Les 5 freins majeurs à l’entrepreneuriat féminin

Selon Keltoum Houssni, «le financement reste le verrou n°1. Même avec des projets sérieux, l’accès au crédit et aux garanties demeure difficile. Sans financement, il n’y a pas de structuration, pas d’investissement et encore moins de croissance. Ainsi, faciliter l’accès des femmes au financement (crédit, garantie, capital) est la condition première pour structurer et accélérer la croissance des entreprises féminines. Par ailleurs, l’entrepreneuriat fonctionne, entre autres, par opportunités et grâce aux mises en relation. Or, beaucoup de réseaux économiques restent dominés par la cooptation : moins de connexions entraine moins d’accès aux gros contrats, donc moins de croissance. Dans ce cadre, l’ouverture réelle des marchés publics et privés aux entreprises dirigées par des femmes est le levier le plus direct pour générer du chiffre d’affaires et créer des emplois. Le renforcement de l’intégration des entrepreneures dans des réseaux d’affaires influents permet d’accéder plus rapidement aux opportu- nités, aux décideurs et aux grands contrats. En outre, beaucoup de femmes portent simultanément la responsabilité du foyer et celle de l’entreprise. Résultat des courses : moins de temps pour le développement commercial, les déplacements, le réseautage et la stratégie; ce qui crée une limitation silencieuse.
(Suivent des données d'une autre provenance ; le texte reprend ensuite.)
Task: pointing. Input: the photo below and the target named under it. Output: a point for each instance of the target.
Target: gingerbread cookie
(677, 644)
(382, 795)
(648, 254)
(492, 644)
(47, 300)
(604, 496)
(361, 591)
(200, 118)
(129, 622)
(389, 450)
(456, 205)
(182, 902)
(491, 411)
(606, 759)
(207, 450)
C’est pourquoi la mise en place des solutions de soutien (services, garde, flexibilité) réduit la charge mentale et libère du temps stratégique pour développer l’entreprise. De même, on accompagne davantage l’étape «création» que l’étape «croissance». Pourtant, les vraies difficultés arrivent après (les ventes, cash-flow, structuration, process, recrutement et scaling). Ainsi, pour passer de la création à la croissance, il faut un accompagnement ciblé sur la vente, le cash- flow, la structuration et la montée en échelle. Enfin, la crédibilité d’une femme cheffe d’entreprise est parfois encore questionnée, surtout dans certains secteurs. Elle doit souvent «démontrer deux fois plus», ce qui use et ralentit. C’est dire que quand les réseaux et les marchés sont restreints, l’ambition seule ne suffit pas».